Apparently there is a whole marriage versus single debate running wild on the net. Or maybe that’s ran wild on the net, since I’m usually notoriously late for anything. The arguments seem to be running the entire gambit from single people being immature and selfish to married people being delusional and overly righteous. My philosophy is really, who cares? Why is it we need to feel vindicated in our life decisions so badly that we fall to a level that we have to belittle anyone who doesn’t adhere to them, just to reaffirm ourselves? If a person is still single past the age of thirty, just who on earth does it really harm? Those single people have managed to help keep bars, restaurants, movie theatres, etc open, so that us married people have some place to go on our once a month (More like quarter) date night. They are also the ones we married folks can call up, when we unexpectedly have a babysitter, to go do something on a moments notice. Other then maybe having to hear them drone on about their latest conquest or bemoan their lack of a partner once in awhile, my life definitely has a place for single friends.

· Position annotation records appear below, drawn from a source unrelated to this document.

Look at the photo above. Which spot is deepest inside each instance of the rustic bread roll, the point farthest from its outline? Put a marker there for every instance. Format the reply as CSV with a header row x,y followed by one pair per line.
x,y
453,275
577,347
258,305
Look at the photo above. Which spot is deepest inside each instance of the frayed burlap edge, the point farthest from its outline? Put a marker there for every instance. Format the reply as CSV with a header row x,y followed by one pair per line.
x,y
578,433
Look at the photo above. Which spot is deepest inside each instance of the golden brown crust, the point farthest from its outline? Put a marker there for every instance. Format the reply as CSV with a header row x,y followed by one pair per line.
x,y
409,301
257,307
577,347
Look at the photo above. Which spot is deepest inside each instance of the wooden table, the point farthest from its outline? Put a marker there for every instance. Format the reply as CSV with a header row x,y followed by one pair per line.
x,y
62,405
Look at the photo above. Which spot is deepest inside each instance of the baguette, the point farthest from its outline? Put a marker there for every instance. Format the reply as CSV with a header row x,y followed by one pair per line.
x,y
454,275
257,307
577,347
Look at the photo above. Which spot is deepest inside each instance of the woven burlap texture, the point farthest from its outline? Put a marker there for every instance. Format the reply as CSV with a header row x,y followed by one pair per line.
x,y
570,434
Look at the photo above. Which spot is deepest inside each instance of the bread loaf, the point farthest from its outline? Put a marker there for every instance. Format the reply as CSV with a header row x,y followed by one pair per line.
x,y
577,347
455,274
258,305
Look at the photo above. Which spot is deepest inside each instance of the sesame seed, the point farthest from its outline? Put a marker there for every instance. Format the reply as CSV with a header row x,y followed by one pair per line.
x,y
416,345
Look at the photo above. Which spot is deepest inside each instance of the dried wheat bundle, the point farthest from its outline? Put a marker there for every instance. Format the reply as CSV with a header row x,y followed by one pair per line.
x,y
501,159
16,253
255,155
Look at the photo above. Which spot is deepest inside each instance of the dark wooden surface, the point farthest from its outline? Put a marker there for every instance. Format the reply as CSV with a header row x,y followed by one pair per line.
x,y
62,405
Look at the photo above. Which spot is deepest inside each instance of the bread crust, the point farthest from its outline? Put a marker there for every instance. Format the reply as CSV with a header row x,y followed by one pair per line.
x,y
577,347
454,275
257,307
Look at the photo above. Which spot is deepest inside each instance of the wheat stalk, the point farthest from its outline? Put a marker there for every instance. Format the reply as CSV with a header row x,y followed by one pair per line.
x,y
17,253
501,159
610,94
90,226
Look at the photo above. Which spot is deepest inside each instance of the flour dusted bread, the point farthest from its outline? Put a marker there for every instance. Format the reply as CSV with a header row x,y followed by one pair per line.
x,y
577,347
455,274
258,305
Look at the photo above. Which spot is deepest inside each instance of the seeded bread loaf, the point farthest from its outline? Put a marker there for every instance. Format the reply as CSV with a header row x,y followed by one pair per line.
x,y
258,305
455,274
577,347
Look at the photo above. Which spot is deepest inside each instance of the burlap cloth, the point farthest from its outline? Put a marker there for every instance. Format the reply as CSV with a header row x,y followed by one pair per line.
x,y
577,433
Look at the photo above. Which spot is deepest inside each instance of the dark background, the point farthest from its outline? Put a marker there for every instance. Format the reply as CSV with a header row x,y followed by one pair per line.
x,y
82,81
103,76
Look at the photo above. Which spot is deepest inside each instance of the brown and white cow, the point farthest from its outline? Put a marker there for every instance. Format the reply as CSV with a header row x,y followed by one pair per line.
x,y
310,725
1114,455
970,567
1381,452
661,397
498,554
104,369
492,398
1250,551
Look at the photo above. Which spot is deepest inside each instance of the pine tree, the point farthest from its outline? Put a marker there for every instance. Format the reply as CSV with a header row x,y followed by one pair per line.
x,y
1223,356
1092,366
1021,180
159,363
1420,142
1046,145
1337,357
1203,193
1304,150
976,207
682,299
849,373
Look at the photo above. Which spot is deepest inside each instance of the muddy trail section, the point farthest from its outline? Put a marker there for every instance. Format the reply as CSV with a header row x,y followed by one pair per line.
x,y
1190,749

Marriage is also far from having to settle, or being tied down and suffocated. With the right partner, marriage is having someone to talk to about things you wouldn’t share with anyone else, someone who knows what your feeling without you ever having to say a word. It’s about stabilizing your life and having a direction and a purpose that won’t change with the tides of political and economic forecasts. It’s about having someone who will stand behind you and support you when you need it. And it’s about nurturing and supporting someone else at the same time. It’s a fantastic thing I wish everyone I know will have an opportunity to experience, but it’s not something I think requires a deadline or a hasty decision.
So I hereby declare to all my single friends: I love you guys just the way you are, and I promise never to ask you when you are going to find Mr. or Mrs. Right and settle down and I promise never to send a black cloud over your new relationship, by annoyingly asking (especially in front of him/her) “When’s the wedding?” as long as you promise not to run through the list of all things evil with marriage in front of me. Deal?